In page 3, line 20. after the word 'to,' to leave out the words 'the sanitary authority,' and insert 'a Committee consisting of—(1) The member of county council for the district; (2) two ratepayers chosen by the allotment holders; (3) two ratepayers chosen in open vestry.'"—(Mr. Haltey Stewart.)
§ Question proposed," That the words proposed to be left out stand part of the Clause."
§ (5.38.) MR. W. H. LONG
I think the hon. Member who proposed this Amendment must have overlooked the fact that under this Bill the County Council has double powers; that it may either delegate its duties in this respect to the Sanitary Authorities, or, on the recommendation of one-sixth of the electors of the parish, appoint allotment managers. You thus have introduced the element of local administration. I think it is hardly worthwhile to appoint another method and to create another local Parish Authority. I trust that the Amendment will not be pressed.

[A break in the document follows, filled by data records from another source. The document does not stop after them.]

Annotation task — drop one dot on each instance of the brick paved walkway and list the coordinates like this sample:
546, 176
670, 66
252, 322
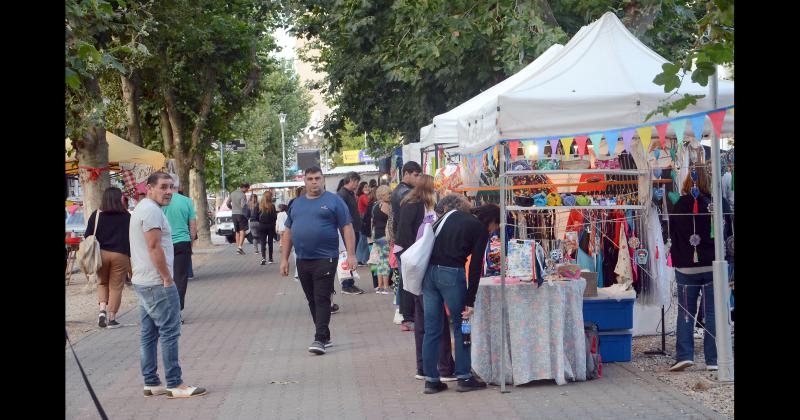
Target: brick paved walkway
245, 339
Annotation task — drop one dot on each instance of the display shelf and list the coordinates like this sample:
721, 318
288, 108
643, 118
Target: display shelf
577, 171
625, 207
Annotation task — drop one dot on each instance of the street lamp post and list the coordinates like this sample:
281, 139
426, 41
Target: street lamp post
282, 118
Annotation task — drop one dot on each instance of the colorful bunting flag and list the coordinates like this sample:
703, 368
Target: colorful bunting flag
716, 121
627, 137
553, 148
566, 143
645, 135
581, 142
679, 126
612, 137
662, 134
596, 137
698, 122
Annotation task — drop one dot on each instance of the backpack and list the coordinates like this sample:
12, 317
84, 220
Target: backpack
88, 255
594, 364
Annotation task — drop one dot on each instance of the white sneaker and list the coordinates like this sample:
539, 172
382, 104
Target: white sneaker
185, 392
150, 391
683, 364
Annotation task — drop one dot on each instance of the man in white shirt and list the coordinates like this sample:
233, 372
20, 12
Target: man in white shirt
152, 259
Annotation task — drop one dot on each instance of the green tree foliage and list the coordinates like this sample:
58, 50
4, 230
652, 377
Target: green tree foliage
259, 126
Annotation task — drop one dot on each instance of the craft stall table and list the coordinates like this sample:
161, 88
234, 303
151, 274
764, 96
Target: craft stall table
546, 335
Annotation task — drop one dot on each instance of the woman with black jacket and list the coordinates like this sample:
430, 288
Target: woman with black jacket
112, 234
266, 221
692, 250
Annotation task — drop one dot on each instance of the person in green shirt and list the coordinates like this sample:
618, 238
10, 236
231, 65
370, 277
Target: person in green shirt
183, 221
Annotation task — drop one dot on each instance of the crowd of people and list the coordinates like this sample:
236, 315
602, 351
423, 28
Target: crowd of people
325, 235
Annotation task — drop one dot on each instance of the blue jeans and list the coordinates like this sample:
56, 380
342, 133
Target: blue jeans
444, 285
362, 248
689, 286
160, 313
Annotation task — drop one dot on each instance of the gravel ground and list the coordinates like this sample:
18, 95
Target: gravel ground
695, 382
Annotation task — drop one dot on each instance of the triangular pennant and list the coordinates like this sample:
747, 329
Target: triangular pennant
645, 135
612, 137
513, 148
595, 138
581, 142
662, 134
716, 121
698, 121
627, 136
553, 148
679, 126
566, 143
540, 145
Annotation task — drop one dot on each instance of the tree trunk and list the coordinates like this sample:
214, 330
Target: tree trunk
92, 152
198, 195
130, 95
166, 132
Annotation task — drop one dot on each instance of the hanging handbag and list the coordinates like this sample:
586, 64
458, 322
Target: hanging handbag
89, 256
415, 259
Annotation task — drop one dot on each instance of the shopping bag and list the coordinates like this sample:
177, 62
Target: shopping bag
415, 259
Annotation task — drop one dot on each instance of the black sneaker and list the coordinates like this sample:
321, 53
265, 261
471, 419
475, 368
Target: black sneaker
471, 384
317, 347
434, 387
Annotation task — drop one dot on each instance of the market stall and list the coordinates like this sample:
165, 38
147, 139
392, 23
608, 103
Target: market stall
576, 202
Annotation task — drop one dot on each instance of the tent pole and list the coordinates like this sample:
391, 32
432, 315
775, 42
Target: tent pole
503, 318
720, 266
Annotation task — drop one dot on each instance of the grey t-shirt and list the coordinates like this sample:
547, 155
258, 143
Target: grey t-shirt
146, 216
237, 201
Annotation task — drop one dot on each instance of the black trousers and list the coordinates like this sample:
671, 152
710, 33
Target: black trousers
180, 267
266, 236
316, 277
446, 365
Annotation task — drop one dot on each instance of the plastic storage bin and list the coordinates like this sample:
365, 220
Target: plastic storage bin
616, 346
609, 314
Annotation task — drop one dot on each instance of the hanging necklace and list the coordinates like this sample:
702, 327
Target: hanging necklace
694, 240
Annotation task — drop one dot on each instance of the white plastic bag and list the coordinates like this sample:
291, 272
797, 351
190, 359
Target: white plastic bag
414, 262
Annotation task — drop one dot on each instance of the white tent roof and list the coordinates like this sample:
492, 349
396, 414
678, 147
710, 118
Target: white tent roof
444, 128
602, 79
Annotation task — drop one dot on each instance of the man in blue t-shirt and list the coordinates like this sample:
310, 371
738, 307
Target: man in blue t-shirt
313, 223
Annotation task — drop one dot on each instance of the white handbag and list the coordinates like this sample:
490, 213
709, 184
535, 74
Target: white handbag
414, 262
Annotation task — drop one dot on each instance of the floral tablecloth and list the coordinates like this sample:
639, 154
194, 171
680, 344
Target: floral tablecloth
546, 332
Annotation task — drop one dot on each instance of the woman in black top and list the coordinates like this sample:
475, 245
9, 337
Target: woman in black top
113, 222
379, 257
692, 251
266, 221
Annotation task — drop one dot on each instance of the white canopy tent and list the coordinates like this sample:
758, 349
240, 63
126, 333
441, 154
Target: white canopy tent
444, 129
602, 79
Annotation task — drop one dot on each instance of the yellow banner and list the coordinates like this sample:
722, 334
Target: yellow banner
350, 156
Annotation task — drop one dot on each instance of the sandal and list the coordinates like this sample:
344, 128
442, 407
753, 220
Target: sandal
102, 319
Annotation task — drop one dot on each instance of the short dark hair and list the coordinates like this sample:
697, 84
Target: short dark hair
487, 213
352, 176
313, 170
155, 176
112, 201
411, 167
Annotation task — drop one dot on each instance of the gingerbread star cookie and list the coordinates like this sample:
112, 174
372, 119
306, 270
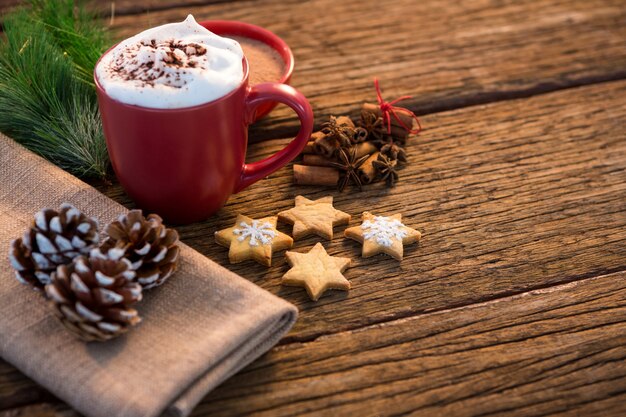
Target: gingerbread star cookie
380, 234
253, 239
316, 271
314, 217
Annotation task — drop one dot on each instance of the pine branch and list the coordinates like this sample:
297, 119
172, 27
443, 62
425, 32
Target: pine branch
47, 98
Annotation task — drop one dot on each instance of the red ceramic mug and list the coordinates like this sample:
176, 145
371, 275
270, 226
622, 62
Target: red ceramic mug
184, 163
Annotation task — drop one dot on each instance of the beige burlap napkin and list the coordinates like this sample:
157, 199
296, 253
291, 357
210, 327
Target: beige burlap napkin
198, 329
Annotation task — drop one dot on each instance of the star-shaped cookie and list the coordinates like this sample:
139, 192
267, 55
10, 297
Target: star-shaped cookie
316, 271
314, 217
380, 234
253, 239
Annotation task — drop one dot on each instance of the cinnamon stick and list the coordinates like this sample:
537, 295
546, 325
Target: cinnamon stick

§ Amendment, by leave, withdrawn.
§ Clause agreed to.
§ Amendments made; Clause agreed to.
§ (5.42.) CAPTAIN VERNEY (Bucks, N.)
I beg to move the new clause of which I have given notice. I think the proposal is a very reasonable one. It is that the school of the parish should, if in receipt of a Government grant, be as 1719 the service of the authority to which the allotment powers are delegated; of course on payment of any expenses that may be incurred. I do hope that the Government will accept this proposal.
§ New Clause (Use of School on Payment of Expenses,)—(Captain Verney,)—brought up, and read the first and second time.

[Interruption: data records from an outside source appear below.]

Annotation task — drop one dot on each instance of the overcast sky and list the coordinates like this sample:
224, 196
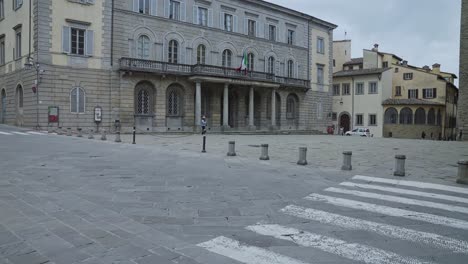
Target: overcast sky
422, 32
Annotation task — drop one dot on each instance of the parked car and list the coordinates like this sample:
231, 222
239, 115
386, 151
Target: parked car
363, 132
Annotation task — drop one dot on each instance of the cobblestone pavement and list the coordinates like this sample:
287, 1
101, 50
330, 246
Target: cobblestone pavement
73, 200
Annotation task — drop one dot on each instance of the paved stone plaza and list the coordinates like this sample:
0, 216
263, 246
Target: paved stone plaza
74, 200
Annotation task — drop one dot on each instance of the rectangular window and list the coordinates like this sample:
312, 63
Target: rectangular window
372, 120
336, 89
373, 88
359, 88
174, 10
397, 90
272, 32
413, 94
77, 41
320, 46
228, 22
407, 76
291, 37
359, 120
202, 16
346, 89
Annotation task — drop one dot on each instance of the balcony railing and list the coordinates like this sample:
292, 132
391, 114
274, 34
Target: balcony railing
132, 64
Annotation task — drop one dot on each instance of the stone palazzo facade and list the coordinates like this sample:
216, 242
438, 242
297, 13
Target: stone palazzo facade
160, 65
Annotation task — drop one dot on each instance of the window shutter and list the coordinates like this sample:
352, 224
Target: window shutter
210, 17
235, 24
66, 39
183, 11
195, 15
153, 5
89, 42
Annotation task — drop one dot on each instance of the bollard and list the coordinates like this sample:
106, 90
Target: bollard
462, 172
117, 137
302, 156
204, 144
347, 160
264, 155
399, 165
103, 137
232, 149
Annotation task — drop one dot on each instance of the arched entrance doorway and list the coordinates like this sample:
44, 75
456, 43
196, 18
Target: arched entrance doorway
345, 122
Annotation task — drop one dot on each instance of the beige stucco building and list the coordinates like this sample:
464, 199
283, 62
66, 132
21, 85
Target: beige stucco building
380, 91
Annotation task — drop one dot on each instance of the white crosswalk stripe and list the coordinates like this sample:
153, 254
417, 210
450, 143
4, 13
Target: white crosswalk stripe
391, 211
415, 184
405, 191
245, 253
352, 251
397, 199
457, 246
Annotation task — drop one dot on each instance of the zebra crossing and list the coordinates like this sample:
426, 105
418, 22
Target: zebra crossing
364, 195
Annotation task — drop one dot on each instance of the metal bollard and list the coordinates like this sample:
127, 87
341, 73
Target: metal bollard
103, 137
462, 172
302, 156
117, 137
399, 165
264, 155
232, 149
347, 160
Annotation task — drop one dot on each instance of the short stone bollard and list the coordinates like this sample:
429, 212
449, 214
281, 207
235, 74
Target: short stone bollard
302, 156
264, 155
347, 160
103, 137
117, 137
462, 172
232, 149
399, 165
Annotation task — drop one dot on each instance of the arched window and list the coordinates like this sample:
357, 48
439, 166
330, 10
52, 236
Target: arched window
250, 62
431, 117
174, 101
292, 106
77, 100
271, 65
406, 116
19, 96
290, 69
227, 58
391, 116
420, 117
143, 47
201, 54
173, 51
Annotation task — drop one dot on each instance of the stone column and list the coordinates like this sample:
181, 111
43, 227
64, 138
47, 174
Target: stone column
251, 108
226, 106
197, 105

§ Motion made, and Question proposed, "That the Clause be added to the Bill."
§ (5.44.) MR. F. S. STEVENSON (Suffolk, Eye)

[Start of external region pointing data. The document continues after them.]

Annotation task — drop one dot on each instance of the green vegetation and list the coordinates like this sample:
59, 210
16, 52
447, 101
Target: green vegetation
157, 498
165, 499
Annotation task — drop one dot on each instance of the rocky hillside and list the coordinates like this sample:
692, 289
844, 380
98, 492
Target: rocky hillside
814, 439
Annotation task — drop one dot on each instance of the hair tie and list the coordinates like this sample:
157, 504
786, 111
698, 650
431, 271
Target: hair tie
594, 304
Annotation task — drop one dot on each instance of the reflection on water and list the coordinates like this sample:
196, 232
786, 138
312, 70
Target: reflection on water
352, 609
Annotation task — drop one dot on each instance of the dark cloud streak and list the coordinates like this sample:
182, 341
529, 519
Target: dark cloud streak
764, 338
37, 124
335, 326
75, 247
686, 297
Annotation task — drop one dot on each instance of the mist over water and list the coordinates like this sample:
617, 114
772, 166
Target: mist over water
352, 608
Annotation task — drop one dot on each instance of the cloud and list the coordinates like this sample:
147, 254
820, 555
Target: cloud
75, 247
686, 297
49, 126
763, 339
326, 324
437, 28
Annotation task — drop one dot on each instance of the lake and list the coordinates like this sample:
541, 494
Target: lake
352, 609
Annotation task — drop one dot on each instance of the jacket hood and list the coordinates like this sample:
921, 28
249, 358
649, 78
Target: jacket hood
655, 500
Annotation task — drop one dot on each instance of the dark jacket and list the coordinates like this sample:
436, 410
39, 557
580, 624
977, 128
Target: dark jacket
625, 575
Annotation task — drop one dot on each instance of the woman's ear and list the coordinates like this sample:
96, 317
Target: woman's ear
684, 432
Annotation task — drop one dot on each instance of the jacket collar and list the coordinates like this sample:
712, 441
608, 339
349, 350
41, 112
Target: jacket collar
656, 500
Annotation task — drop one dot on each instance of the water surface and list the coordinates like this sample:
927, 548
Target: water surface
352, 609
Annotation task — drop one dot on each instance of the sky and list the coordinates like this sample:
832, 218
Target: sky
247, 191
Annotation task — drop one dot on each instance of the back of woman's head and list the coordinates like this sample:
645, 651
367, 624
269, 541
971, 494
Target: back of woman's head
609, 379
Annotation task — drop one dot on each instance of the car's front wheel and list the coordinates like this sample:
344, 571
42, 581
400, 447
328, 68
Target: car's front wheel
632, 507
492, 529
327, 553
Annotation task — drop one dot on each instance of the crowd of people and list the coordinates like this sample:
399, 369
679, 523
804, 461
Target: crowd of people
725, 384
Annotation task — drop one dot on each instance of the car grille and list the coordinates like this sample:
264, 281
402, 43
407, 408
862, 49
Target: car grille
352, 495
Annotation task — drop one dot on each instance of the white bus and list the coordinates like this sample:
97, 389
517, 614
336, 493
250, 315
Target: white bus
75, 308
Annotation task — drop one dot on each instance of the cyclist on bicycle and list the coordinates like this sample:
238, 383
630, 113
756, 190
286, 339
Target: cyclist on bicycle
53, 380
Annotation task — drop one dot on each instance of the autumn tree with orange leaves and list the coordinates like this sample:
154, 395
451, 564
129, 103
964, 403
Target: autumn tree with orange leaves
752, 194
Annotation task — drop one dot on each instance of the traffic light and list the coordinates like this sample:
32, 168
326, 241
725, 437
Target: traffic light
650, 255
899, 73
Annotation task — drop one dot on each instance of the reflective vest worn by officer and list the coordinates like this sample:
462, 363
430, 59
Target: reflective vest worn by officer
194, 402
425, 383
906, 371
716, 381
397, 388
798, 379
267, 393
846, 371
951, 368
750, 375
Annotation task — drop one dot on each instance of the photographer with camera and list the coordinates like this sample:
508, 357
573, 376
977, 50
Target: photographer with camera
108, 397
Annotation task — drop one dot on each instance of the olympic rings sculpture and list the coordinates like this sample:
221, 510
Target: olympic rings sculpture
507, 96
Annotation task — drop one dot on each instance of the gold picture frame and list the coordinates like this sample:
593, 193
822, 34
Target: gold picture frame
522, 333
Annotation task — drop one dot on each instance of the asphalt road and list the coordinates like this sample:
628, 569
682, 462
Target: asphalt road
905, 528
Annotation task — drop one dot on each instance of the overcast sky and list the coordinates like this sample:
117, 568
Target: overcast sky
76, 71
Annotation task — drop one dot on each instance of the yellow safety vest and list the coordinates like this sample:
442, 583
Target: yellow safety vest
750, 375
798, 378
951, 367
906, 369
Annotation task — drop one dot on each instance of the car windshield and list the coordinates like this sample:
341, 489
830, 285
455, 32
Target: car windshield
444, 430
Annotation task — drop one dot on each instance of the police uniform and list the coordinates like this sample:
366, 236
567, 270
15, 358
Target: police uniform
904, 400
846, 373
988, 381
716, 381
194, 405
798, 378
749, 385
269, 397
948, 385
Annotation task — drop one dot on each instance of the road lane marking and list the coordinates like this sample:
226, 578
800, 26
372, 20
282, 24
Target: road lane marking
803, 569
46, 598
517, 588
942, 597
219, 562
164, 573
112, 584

I trust the Government will accept this new clause. It must be borne in mind that the case of a rural parish is very different to that of a town. In the latter there is usually a town hall, where public business may be transacted, but most villages are entirely without a public hall of any kind, and the parish school is the most suitable building for the purpose. Surely the Government might consent to allow schools to be used for this purpose?
§ (5.46.) MR. W H. LONG
I can assure the hon. and gallant Member that the Government entirely sympathise with the spirit of the Amendment, but all those who are conversant with village life must be aware that the Educational Authorities have found great difficulty from the somewhat too frequent use of the school buildings. The Government do not disapprove of the object of the Amendment at all, and they will consider the question between this and the Report stage.
§ Motion, by leave, withdrawn.
§ (5.48.) MR. F. S. STEVENSON
Between this and the Report stage I hope the Government will have the Bill re-printed.
§ Bill reported as amended, to be considered on Tuesday 3rd June, and to be printed. [Bill 318.]